Cumulative COVID-19 Isolation Hotel Program Dashboard.
Information Technology Infrastructure
Community Care division's Information Technology (IT) department was charged with the rapid implementation of a secure and scalable IT infrastructure and a hardware plan, which were necessary for guest registration and documentation in the Epic electronic medical records. After conducting thorough assessments of all potential hotel sites, IT infrastructure plans—unique to the characteristics of each location—were devised and implemented. Hardware was procured and configured to be mobile and interchangeable. Equipment such as laptops, tablets, cell phones, printers, and fax machines were staged and set up centrally then deployed to each hotel. Equipment could be installed more densely in certain areas depending on clinical and operational needs. Account commissioning and decommissioning for over 300 staff was recorded and tracked using our system IT help desk software and managed via daily activity reports. Ensuring that all staff arrived with the appropriate types and levels of systems access needed to begin their training, as well as revocation of such assess upon termination of employment, was critical to efficient and documented delivery of services to hotel guests. In collaboration with multiple teams from our health system's central Enterprise Information Technology Services arm, we facilitated secure network communication by leveraging encrypted corporate Virtual Private Network, onsite Cisco Meraki equipment, and Remote Desktop software. This network communication approach enabled each hotel environment to quickly operationalize and modify its technological environment as needed.
Conclusion
The establishment of isolation hotels as alternate care sites and the ability to pivot quickly to address the needs of their guest populations have been essential to helping address the COVID-19 pandemic surge. Over time, the isolation hotel program evolved to serve pregnant women and infants and address guest barriers, such as need for childcare, home health aides and service animals.

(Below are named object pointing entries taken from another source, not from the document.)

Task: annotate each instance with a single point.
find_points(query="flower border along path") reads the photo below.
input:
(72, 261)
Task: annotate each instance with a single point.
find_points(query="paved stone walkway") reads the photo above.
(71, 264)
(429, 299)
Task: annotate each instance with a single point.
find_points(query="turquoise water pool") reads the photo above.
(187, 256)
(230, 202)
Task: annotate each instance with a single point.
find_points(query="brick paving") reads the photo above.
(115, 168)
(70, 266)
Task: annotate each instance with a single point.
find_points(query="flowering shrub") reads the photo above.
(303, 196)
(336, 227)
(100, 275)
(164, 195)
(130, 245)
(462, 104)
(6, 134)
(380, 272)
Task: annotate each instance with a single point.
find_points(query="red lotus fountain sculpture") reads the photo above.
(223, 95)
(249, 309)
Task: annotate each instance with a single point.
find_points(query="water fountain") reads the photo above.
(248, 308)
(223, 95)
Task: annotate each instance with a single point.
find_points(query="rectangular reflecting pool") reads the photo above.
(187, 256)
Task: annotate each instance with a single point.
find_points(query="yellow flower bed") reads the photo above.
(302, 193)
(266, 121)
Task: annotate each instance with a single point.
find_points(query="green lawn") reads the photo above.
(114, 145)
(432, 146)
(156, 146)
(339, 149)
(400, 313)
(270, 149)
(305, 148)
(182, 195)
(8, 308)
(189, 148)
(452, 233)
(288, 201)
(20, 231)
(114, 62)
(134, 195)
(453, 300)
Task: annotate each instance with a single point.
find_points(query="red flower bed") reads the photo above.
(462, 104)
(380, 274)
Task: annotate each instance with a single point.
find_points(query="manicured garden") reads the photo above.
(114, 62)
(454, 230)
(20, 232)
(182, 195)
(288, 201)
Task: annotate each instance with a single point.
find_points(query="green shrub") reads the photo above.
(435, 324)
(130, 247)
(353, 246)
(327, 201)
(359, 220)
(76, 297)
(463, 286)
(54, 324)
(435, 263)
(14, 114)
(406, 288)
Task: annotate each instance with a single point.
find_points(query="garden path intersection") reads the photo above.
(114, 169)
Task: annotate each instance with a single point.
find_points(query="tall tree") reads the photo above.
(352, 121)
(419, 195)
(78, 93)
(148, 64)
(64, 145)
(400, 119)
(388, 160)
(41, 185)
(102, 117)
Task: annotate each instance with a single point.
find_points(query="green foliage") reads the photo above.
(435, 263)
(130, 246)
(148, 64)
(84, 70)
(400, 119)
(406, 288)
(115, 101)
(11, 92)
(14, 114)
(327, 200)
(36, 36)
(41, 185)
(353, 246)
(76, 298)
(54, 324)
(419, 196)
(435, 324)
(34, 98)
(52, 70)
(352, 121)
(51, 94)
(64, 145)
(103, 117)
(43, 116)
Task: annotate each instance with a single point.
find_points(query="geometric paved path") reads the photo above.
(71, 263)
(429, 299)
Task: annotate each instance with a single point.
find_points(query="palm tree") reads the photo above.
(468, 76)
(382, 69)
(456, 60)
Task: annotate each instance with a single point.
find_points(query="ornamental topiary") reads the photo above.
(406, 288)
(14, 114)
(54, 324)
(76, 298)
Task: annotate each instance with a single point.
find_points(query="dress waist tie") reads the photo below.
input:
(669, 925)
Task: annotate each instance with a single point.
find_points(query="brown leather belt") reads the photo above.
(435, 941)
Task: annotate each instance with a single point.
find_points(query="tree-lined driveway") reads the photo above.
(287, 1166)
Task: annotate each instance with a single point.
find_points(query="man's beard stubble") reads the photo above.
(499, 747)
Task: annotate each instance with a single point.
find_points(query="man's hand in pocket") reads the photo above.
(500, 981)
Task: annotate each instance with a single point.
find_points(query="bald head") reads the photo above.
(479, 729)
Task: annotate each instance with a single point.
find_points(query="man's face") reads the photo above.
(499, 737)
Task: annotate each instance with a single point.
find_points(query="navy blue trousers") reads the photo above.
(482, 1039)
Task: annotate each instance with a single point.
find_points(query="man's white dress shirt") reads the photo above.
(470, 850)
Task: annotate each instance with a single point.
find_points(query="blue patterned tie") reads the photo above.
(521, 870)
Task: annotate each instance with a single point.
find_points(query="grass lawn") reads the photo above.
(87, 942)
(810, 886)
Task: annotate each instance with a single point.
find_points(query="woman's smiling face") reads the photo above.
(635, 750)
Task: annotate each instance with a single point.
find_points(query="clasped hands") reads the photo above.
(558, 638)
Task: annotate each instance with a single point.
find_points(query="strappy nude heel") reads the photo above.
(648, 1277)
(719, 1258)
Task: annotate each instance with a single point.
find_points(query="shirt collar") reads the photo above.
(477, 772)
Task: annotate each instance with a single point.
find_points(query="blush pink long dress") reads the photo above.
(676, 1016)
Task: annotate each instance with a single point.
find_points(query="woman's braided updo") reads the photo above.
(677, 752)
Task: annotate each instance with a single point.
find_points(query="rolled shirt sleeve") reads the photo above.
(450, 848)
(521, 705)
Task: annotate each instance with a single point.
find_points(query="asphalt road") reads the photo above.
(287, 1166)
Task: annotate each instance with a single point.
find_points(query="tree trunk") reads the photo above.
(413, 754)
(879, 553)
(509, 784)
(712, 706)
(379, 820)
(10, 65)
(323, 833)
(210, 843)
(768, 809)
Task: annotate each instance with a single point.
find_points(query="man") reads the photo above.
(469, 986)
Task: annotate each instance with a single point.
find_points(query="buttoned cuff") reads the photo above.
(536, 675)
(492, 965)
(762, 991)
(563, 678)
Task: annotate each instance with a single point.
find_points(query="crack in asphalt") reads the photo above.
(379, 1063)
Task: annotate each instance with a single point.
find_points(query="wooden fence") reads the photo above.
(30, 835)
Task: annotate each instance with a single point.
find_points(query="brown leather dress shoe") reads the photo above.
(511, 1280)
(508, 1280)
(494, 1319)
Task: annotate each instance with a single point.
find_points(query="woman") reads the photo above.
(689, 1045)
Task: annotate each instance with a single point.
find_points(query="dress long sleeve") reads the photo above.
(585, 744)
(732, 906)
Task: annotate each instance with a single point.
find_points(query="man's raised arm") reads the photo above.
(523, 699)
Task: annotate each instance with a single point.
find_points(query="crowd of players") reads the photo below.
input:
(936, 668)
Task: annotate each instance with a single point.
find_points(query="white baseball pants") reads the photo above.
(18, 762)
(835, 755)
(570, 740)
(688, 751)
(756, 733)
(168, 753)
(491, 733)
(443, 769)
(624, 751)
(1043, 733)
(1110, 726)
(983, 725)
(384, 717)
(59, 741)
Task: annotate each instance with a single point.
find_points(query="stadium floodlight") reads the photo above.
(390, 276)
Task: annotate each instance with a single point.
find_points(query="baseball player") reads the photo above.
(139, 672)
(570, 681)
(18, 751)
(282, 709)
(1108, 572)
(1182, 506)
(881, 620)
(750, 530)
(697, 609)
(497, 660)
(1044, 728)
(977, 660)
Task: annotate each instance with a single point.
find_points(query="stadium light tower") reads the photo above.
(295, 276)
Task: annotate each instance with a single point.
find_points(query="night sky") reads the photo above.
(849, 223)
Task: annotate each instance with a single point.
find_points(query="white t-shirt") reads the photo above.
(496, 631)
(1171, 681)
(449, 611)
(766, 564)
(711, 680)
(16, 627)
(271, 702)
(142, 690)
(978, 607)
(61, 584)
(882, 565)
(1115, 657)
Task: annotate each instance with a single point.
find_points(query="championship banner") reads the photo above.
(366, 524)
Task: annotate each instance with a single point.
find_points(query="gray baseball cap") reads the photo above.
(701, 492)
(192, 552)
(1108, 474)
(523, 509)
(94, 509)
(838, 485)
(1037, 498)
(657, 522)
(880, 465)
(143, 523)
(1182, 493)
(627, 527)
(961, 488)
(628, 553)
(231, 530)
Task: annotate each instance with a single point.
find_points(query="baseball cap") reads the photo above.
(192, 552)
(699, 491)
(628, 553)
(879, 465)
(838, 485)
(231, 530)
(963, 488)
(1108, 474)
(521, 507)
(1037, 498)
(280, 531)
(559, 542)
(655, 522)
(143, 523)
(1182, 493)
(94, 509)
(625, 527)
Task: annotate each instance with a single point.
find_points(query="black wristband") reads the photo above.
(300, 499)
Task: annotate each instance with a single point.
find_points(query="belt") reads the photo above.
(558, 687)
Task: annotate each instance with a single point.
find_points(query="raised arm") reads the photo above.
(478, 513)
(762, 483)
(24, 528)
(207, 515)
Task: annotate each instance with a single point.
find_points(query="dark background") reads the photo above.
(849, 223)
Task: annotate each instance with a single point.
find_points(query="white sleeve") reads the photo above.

Evolving program operations have incorporated quality assurance and performance improvement measures, including seeking guest feedback on their hotel stay, and have improved guest experiences by including access to indoor and outdoor recreational spaces and activities; providing additional food options, including takeout; and offering additional in-room entertainment options, including premium cable TV channels. Additional clinical monitoring will include integration of pulse oximetry and harm reduction approaches to active substance and alcohol use to current protocols.